Türklerdeki milli duygular ve millet bilincinin, İslâmiyeti kabul etmelerinden sonra da devam
ettiğini görmekteyiz. Nitekim Kaşgarlı Mahmut’un “Divan-ü Lügat-it Türk” isimli
eserinde bu milli duygular açıkça görülmektedir. Kaşgarlı Mahmut, eserinde
“Türklerin Hazreti Muhammed tarafından övüldüğüne” dair Hadis’lere yer
vermiştir.[7]
Ahmet Yesevi, Yunus Emre gibi önemli kililer de milli duyguları dil birliği
içinde devam ettirmişlerdir. Bu dönemlerde, Karamanlı Mehmet Bey, Türkçe’nin
yazı ve saray dili olmasını emrederek Türkçe’nin Arapça ve Farsça karşısında
gerilemesine karşı çıkmıştır. Onun Türkçe’ye verdiği bu önem, dilde
milliyetçilik olarak kabul edilebilir.
XV. asırda Ali Şir Nevai de dil milliyetçiliğine bir örnek olarak
gösterilebilir. Ali Şir Nevai yaşamı boyunca Türk dil ve kültürünün Fars dil ve
kültüründen üstün olduğunu göstermeye gayret etmiştir. O “Muhakemet-ül
Lûgateyn” adlı eserini de bunu ispat etmek için yazmıştır. Hatta bazı
yazılarında Türklerin Farslara göre zekâ ve anlayış olarak ta üstün olduğunu
savunmuştur.[8]
Aynı milli duygu ve uygulamalar Osmanlı Devleti’nin bazı dönemlerinde
de görülmektedir. Bunlardan biri de Türklerin üstünlüğünü Kur’an ayetleri ve
hadisleri örnek göstererek ispatlamaya çalışan Vani Mehmet Efendi’dir.[9]

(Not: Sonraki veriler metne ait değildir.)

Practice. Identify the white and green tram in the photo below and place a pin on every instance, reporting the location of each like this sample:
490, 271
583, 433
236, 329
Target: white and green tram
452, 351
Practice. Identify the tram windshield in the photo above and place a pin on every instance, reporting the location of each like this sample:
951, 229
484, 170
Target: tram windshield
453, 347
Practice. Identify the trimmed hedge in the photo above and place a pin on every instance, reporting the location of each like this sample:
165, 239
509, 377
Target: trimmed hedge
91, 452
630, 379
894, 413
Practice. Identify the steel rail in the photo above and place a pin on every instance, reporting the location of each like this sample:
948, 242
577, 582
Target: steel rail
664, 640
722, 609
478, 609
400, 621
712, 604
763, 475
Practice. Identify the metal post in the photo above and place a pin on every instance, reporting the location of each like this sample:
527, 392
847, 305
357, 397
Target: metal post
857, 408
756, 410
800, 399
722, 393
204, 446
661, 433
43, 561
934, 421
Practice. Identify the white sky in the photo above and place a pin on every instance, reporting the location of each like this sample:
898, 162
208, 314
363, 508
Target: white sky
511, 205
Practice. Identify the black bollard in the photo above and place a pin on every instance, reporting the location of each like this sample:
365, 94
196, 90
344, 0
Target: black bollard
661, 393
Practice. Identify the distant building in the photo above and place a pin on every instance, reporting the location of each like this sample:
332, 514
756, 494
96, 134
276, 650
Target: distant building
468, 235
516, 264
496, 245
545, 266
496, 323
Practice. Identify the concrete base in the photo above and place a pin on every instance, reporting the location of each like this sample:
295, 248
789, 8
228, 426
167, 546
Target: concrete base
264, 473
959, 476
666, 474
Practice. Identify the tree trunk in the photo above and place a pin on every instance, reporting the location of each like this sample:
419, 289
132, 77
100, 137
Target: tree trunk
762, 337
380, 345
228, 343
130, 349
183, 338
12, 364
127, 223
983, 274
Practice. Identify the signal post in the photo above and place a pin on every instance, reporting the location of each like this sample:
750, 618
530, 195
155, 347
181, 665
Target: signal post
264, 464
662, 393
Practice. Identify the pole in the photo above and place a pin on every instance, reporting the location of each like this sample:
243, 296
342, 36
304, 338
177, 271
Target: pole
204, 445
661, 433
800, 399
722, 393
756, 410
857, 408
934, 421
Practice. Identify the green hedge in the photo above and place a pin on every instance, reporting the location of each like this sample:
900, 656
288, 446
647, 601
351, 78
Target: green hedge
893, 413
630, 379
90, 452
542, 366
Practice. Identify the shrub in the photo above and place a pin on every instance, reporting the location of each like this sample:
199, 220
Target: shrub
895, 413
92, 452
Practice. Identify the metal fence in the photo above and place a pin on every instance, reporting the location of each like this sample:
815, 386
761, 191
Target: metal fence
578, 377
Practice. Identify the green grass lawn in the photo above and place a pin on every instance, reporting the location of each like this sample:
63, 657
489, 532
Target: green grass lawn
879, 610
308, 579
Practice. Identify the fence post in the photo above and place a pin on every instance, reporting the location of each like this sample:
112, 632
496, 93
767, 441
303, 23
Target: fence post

Her ne kadar, yukarıda belirtildiği gibi çok eski devirlerden beri
Türklerin yazılı edebiyatlarında ve devlet uygulamalarında milliyetçilik
izlerine rastlanıyorsa da Türklerde bugünkü anlamda milliyetçilik, Fransız
ihtilâlinde sonraki gelişmelerle ortaya çıkmıştır. Bu anlayış kısa süre içinde
tüm Avrupa’ya yayılmıştır. Bu durum ise Osmanlı İmparatorluğu içindeki azınlıkların
devlete karşı milliyetçi isyanlar başlatmalarına sebep olmuştur. Önceleri
Hristiyan Balkan milletleri arasında başlayan milliyetçilik hareketleri ve
isyanlar sonraki yıllarda imparatorlukta yaşayan Müslümanlar arasında da
görülmeye başlamıştır. Bu gelişmeler Osmanlı Türk aydınlarının da uyanmasına ve
Türk milliyetçiliğinin ortaya çıkmasına etki etmiştir.
Osmanlı Türklerinde
Milliyetçilik Fikrinin Ortaya Çıkması.
Osmanlı Türklerinde milliyetçilik fikrinin ortaya çıkmasında, yukarıda
da bahsedildiği gibi, birçok sebepler
vardır. Bütün bu sebeplerin sonucunda Türk aydınlarında milliyetçiliğe doğru
bir hareketin başladığını görmekteyiz.
Milliyetçiliğin sistemli bir fikir akımı olarak ortaya çıkması daha
sonra meydana gelen gelişmelerle olmuştur. Özellikle, ortaya çıkan isyanlarla
giderek artan toprak kayıpları karşısında Türklerin, devleti ayakta tutmak için
gösterdikleri dayanışma Türk milliyetçiliğinin gelişmesi için kuvvetli bir
zemin hazırlamıştır.
Milliyetçiliğin gelişmesinde başka bir faktör de, XIX. yüzyıldan
itibaren başlayan toprak kayıplarının bir sonucu olarak elde kalan topraklara
Kırım, Kafkasya ve Balkanlardan birçok insanın göç etmesidir. Kaybedilen
topraklardan göçlerle gelen bu insanlar arasında eğitim düzeyi yüksek birçok aydın
bulunmaktaydı. Osmanlı siyasi ve kültürel hayatında önemli roller oynayan bu
insanlarda özellikle şiddetli bir Rus düşmanlığı ve vatanlarına karşı duygusal
bağlılık mevcuttu. Bunlardaki milliyetçi düşünceler Osmanlıdaki Türk aydınlarım
da etkiledi.
Özellikle Kırım savaşından sonra Osmanlı devletinin Rusya’daki
Türklerle ilgilenmesi ve siyasi münasebetleri milliyetçi düşüncelerin canlanmasında
daha da etkili olmuştur. Bütün bu gelişmeler önceleri İslâmi dayanışmayı
güçlendirmiş daha sonraları ise, gelişen siyasi, sosyal, kültürel ve ekonomik
olayların tesiriyle Türk milliyetçiliğinin gelişmesini sağlamıştır.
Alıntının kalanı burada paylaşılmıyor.